Original author(s) | Burkhard Rost |
---|---|
Developer(s) | Guy Yachdav Laszlo Kajan |
Initial release | 1992 |
Stable release |
1.0.88
|
Operating system | UNIX-based |
Type | Bioinformatics |
License | GPLv2 |
Website | www |
PredictProtein (PP) is an automatic service that searches up-to-date public sequence databases, creates alignments, and predicts aspects of protein structure and function. Users send a protein sequence and receive a single file with results from database comparisons and prediction methods. PP went online in 1992 at the European Molecular Biology Laboratory; since 1999 it has operated from Columbia University and in 2009 it moved to the Technische Universität München. Although many servers have implemented particular aspects, PP remains the most widely used public server for structure prediction: over 1.5 million requests from users in 104 countries have been handled; over 13000 users submitted 10 or more different queries. PP web pages are mirrored in 17 countries on 4 continents. The system is optimized to meet the demands of experimentalists not experienced in bioinformatics. This implied that we focused on incorporating only high-quality methods, and tried to collate results omitting less reliable or less important ones.
The attempt to ‘pre-digest’ as much information as possible to simplify the ease of interpreting the results is a unique pillar of PP. For example, by default PP returns only those proteins found in the database that are very likely to have a similar structure to the query protein. Particular predictions, such as those for membrane helices, coiled-coil regions, signal peptides and nuclear localization signals, are not returned if found to be below given probability thresholds.
Users receive a single output file with the following results. Database searches: similar sequences are reported and aligned by a standard, pairwise BLAST, an iterated PSI-BLAST search. Although the pairwise BLAST searches are identical to those obtainable from the NCBI site, the iterated PSI-BLAST is performed on a carefully filtered database to avoid accumulating false positives during the iteration,. A standard search for functional motifs in the PROSITE database. PP now also identifies putative boundaries for structural domains through the CHOP procedure.
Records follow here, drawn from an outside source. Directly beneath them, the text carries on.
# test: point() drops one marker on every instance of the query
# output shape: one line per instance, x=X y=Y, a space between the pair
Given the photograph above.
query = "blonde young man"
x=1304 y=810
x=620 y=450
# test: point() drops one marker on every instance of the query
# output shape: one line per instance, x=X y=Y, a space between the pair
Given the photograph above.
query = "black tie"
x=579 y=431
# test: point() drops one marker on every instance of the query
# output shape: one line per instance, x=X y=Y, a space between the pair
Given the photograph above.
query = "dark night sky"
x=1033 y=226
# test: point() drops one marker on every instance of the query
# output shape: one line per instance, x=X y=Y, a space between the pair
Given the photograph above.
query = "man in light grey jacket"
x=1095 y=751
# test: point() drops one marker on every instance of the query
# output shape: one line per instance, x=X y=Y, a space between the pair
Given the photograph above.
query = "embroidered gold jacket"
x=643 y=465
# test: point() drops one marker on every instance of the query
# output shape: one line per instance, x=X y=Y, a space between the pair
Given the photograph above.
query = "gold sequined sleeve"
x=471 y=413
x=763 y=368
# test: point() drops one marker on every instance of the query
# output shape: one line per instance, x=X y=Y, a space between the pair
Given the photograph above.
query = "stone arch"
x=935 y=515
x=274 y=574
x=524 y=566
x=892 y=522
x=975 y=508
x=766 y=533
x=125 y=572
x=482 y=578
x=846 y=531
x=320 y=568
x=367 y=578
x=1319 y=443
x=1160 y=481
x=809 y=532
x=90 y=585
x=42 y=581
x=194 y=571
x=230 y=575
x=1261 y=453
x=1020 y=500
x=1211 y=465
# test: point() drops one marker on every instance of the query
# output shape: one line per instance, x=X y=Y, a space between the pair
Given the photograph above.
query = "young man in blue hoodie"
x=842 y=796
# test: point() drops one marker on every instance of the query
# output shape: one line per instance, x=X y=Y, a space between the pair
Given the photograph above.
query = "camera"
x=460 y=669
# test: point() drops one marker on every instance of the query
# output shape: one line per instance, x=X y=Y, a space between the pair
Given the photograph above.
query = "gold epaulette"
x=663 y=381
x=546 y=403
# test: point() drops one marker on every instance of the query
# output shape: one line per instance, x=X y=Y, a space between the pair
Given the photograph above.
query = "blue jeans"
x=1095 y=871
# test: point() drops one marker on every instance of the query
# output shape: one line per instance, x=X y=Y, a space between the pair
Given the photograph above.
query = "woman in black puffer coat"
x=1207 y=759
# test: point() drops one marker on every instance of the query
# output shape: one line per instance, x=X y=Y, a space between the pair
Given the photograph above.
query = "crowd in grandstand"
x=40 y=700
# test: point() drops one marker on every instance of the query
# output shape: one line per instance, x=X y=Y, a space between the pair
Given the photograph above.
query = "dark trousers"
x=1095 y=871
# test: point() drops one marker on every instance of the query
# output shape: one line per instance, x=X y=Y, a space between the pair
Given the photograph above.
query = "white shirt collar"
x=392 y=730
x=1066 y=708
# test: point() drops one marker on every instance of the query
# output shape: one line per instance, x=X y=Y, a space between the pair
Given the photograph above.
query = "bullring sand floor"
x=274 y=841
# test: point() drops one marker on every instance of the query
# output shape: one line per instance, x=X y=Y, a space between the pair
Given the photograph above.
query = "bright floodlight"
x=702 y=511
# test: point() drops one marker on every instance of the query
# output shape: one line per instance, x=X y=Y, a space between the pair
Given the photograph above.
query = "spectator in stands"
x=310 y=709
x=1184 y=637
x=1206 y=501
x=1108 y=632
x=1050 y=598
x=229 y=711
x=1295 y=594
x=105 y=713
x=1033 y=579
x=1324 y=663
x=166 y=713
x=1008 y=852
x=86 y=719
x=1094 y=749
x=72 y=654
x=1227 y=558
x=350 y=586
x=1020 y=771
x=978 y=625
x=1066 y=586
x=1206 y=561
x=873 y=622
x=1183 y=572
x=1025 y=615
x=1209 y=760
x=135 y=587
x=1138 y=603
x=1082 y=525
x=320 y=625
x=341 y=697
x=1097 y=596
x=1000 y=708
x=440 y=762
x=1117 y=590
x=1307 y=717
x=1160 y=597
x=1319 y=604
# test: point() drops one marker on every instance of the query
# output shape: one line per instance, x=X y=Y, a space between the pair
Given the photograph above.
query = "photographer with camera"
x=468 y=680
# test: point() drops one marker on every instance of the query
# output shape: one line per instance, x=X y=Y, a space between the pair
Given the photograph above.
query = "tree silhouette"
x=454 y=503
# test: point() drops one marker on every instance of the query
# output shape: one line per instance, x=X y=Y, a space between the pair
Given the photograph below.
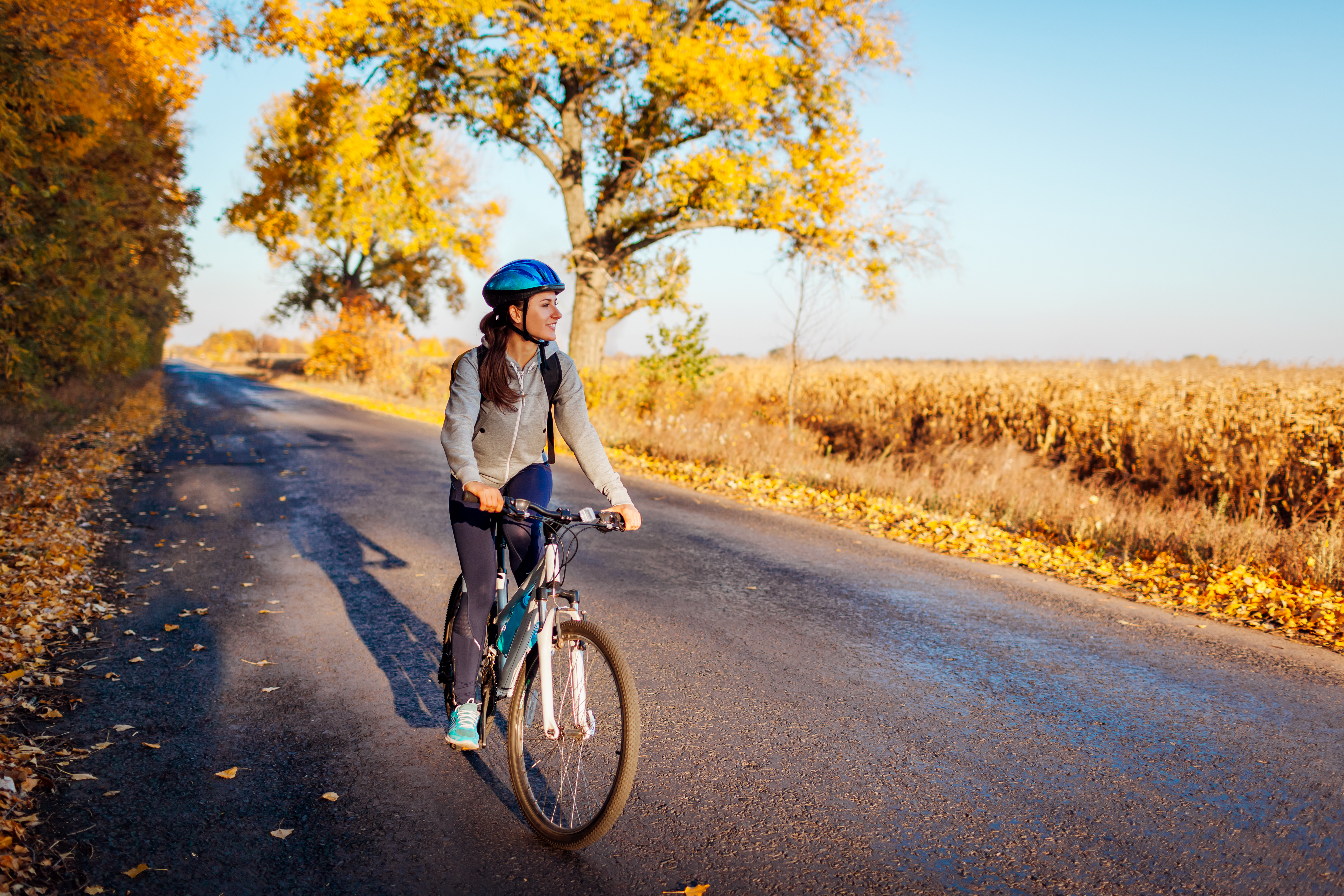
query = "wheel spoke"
x=580 y=781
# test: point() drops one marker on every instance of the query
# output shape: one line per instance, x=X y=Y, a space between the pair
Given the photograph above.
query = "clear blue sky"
x=1119 y=180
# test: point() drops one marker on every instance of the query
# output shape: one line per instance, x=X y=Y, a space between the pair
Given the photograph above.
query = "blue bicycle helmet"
x=521 y=280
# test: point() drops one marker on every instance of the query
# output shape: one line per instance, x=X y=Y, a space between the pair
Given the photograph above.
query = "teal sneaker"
x=462 y=726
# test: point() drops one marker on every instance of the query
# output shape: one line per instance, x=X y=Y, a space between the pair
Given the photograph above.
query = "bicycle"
x=573 y=735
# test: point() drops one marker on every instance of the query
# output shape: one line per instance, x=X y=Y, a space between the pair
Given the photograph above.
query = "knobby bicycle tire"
x=616 y=755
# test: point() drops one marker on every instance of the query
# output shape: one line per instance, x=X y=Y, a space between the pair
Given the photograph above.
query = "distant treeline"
x=92 y=205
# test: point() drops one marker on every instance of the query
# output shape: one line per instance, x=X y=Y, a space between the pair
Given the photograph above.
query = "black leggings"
x=476 y=555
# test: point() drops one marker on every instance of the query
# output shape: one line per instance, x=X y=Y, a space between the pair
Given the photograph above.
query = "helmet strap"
x=523 y=330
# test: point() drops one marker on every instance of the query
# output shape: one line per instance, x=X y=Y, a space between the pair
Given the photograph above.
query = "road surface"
x=824 y=713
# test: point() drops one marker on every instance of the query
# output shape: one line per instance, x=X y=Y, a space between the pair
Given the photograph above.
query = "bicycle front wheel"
x=573 y=788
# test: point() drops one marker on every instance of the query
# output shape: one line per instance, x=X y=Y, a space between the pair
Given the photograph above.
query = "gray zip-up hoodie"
x=487 y=444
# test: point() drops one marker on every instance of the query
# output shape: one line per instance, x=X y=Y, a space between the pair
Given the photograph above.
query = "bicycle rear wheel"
x=575 y=788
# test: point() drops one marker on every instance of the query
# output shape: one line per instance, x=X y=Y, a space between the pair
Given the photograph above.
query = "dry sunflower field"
x=1209 y=464
x=1197 y=486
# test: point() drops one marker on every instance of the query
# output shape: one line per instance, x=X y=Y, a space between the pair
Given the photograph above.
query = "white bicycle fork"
x=582 y=718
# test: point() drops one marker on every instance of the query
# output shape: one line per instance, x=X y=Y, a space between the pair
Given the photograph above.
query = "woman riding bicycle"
x=495 y=437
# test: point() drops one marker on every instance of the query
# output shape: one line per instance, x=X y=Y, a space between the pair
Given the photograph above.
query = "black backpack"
x=550 y=375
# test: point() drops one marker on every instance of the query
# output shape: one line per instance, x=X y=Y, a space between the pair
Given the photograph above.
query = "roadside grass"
x=53 y=592
x=1250 y=594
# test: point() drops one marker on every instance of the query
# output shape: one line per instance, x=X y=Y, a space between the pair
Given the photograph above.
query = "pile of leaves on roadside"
x=50 y=596
x=1260 y=598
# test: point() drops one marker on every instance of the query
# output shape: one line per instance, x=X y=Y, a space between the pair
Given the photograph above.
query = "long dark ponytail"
x=497 y=386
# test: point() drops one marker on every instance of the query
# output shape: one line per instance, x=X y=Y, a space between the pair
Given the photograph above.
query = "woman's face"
x=542 y=316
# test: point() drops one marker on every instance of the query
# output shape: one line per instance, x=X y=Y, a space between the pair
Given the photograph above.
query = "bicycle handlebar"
x=522 y=510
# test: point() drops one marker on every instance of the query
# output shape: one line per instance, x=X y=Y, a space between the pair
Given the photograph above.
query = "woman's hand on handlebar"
x=629 y=515
x=492 y=502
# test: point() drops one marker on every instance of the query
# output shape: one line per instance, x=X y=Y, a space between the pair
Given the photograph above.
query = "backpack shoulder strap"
x=552 y=375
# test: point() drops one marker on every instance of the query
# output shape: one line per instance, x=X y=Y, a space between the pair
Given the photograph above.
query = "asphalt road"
x=823 y=711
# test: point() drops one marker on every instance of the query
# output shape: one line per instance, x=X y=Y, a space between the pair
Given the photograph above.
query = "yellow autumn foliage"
x=654 y=120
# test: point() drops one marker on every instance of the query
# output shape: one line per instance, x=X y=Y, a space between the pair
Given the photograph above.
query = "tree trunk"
x=589 y=327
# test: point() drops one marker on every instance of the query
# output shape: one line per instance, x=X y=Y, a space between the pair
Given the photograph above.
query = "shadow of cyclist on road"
x=404 y=647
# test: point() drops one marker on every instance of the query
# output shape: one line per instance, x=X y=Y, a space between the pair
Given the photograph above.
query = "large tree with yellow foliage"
x=656 y=119
x=92 y=205
x=361 y=214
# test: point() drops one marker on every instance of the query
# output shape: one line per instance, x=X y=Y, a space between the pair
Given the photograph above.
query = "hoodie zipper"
x=518 y=420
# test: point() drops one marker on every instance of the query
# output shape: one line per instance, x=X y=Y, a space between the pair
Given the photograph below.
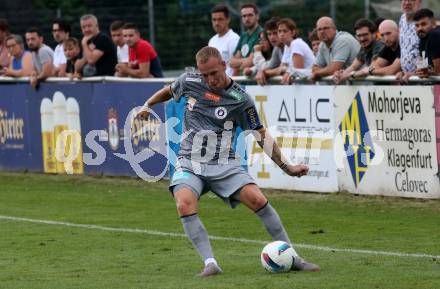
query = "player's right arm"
x=159 y=96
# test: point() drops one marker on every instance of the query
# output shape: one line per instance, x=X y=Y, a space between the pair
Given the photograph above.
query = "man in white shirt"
x=60 y=32
x=226 y=39
x=118 y=40
x=409 y=41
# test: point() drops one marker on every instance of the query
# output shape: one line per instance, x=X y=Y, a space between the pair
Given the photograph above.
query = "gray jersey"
x=211 y=118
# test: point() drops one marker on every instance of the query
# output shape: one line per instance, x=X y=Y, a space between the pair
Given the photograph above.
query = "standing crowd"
x=410 y=47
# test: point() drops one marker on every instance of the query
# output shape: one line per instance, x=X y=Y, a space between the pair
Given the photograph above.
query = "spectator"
x=370 y=49
x=377 y=22
x=143 y=59
x=297 y=54
x=60 y=32
x=429 y=34
x=388 y=62
x=314 y=41
x=21 y=60
x=4 y=33
x=409 y=42
x=261 y=57
x=272 y=68
x=99 y=52
x=337 y=50
x=72 y=51
x=118 y=40
x=250 y=15
x=42 y=56
x=226 y=39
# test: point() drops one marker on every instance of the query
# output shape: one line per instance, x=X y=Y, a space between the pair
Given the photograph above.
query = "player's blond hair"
x=207 y=52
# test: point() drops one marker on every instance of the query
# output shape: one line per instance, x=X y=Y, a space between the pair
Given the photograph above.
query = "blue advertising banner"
x=15 y=132
x=81 y=124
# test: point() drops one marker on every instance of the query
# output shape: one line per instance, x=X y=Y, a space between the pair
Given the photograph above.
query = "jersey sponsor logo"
x=236 y=95
x=212 y=96
x=252 y=118
x=193 y=79
x=244 y=50
x=220 y=112
x=191 y=102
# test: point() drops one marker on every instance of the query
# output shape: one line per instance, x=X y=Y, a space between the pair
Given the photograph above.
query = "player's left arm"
x=159 y=96
x=436 y=66
x=272 y=149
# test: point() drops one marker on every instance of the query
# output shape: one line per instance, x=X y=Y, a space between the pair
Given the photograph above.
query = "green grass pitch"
x=62 y=255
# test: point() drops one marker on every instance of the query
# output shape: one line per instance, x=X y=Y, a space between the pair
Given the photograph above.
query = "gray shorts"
x=224 y=180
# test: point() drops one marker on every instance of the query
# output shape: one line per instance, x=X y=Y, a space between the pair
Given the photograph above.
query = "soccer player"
x=216 y=106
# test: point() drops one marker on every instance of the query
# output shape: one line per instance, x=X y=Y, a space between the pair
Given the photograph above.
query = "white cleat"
x=210 y=270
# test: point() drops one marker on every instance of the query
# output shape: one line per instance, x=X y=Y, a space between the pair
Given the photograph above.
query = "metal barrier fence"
x=380 y=138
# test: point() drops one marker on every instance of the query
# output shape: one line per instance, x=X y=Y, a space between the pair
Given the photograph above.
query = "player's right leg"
x=187 y=207
x=253 y=198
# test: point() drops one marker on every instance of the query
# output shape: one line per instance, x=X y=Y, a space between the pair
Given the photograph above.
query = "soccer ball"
x=277 y=257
Structure prediction methods: secondary structure, solvent accessibility and membrane helices predicted by the PHD and PROF programs, membrane strands predicted by PROFtmb, coiled-coil regions by COILS, and inter-residue contacts through PROFcon, low-complexity regions are marked by SEG and long regions with no regular secondary structure are identified by NORSp,. The PHD/PROF programs are only available through PP. The particular way in which PP automatically iterates PSI-BLAST searches and the way in which we decide what to include in sequence families is also unique to PP. The particular aspects of function that are currently embedded explicitly in PP are all somehow related to sub-cellular localization: we detect nuclear localization signals through PredictNLS, we predict localization independent of targeting signals through LOCnet; and annotations homology to proteins involved in cell-cycle control.